Journalists discuss water contamination

by Rachel Sapienza, originally posted on May 6, 2016

 

Two journalists are examining the quality of the state’s water protection practices.

“Our public officials are not acknowledging the truth when it comes to water contamination,” said Joshua Pribanic to an audience of 50 at Westminster College on Tuesday evening.

Pribanic and Melissa Troutman are investigative journalists for Public Herald, a nonprofit group based in Pittsburgh. Together the two have published a number of articles on the dangers of water contamination caused by fracking in Pennsylvania.

The event was hosted by the Alarm Program, an environmental education student group at Westminster that serves Mercer and Lawrence counties.

On their last national tour in 2013, Troutman and Pribanic promoted their first documentary, “Triple Divide,” which claims the Pennsylvania Department of Environmental Protection lacked proper enforcement of fracking sites.

Now, Troutman and Pribanic are presenting their second film, “Invisible Hand,” a continuation of the story which centers on water contamination complaints and the role of local-level officials and governments’ relationship with the natural gas industry. Troutman and Pribanic’s 30-month investigation was released in September 2015 and accuses the DEP of having mishandled water contamination cases across the state between 2009 and 2012.

In their first public appearance for the film, the two journalists presented nine ways in which they believe state officials are keeping reports of water contamination from reaching the public. Troutman and Pribanic claim the department’s 260 complaint reports are misleading. Other complaints, according to the journalists, have been dismissed and destroyed.

Troutman questioned the DEP’s record retention.

“The DEP has thousands of records on other issues dating back to the ‘90s, ‘80s, the ‘70s. They’re saved, microfilmed,” she said. “Why wouldn’t you (the DEP) have the complaint data aggregated? We were the first to aggregate all of it.”

Public Herald has created a searchable database, #fileroom at PublicFiles.org.

With their documentary, Troutman and Pribanic allege that the Environmental Protection Agency and DEP have put the state of Pennsylvania in a gravely dangerous position. The film tells 15 accounts of Pennsylvania home and farm owners who have had their water contamination complaints paid off or worse, completely ignored.

Pribanic compared these stories and happenings to those of Flint, Michigan.

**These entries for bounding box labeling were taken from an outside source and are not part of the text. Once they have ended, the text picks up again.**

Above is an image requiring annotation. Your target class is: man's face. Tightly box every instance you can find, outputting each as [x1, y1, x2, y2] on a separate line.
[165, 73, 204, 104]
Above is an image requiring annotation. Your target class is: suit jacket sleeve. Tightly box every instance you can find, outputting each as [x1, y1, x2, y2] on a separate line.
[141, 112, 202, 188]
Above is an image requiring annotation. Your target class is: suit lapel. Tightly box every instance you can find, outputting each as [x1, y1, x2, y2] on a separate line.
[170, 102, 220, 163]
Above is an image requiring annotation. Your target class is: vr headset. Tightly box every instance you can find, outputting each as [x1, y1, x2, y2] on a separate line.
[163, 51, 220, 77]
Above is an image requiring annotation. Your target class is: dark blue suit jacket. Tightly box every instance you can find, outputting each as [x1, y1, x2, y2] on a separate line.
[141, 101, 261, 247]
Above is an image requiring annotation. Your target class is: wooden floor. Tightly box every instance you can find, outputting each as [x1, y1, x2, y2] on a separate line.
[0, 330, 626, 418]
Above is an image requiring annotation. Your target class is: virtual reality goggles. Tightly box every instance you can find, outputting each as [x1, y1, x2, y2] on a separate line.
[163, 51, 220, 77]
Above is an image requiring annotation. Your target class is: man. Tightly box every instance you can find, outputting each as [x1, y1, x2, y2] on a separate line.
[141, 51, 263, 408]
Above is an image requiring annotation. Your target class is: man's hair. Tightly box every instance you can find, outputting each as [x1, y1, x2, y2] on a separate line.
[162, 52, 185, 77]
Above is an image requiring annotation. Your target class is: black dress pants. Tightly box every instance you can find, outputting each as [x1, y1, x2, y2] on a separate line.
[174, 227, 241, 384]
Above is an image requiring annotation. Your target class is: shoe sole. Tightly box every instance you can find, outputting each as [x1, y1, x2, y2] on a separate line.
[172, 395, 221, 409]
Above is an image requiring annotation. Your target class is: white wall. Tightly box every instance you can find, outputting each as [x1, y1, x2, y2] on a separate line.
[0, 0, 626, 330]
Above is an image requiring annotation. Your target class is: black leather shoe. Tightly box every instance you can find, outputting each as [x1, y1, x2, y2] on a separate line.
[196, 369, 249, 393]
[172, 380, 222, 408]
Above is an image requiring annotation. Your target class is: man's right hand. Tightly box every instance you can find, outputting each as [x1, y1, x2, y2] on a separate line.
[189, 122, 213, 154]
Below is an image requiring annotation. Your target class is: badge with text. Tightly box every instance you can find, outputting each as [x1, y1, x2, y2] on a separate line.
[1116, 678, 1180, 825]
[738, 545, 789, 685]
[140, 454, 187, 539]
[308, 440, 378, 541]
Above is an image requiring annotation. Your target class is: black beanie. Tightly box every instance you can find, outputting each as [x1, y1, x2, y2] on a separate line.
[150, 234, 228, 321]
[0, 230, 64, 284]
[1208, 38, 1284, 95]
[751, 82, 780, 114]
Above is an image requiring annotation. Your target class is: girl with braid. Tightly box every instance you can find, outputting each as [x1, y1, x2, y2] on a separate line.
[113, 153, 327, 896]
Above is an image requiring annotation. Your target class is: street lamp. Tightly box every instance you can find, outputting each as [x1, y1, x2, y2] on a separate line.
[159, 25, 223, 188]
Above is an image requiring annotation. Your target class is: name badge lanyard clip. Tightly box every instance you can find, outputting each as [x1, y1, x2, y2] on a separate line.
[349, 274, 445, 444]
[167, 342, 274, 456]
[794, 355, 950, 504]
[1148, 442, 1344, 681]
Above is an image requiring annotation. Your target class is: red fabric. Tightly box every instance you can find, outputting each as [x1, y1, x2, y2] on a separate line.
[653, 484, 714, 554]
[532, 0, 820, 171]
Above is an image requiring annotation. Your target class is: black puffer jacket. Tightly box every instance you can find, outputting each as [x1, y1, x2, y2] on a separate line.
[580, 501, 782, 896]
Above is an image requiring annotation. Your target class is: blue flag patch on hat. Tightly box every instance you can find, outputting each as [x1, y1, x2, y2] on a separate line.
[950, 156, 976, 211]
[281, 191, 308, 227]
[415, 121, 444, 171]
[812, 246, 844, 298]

He believes a similar water crisis could occur in Pennsylvania.

“We just don’t have the same type of story,” he said, “it’s a different animal,” Pribanic explained that in Flint, the issue was contained to a centralized population. The total land area makes crusading for regulation of the shale extraction industry difficult.

“Pennsylvania deals with a very decentralized population. This happens to one family here, another there, and we’re seeing it rise,” he said.

“We’ve talked to so many people over the years who have been impacted,” Troutman said. “It’s important that we keep talking about this and asking people to ask these questions. There’s real people on the other side of these complaint stories.”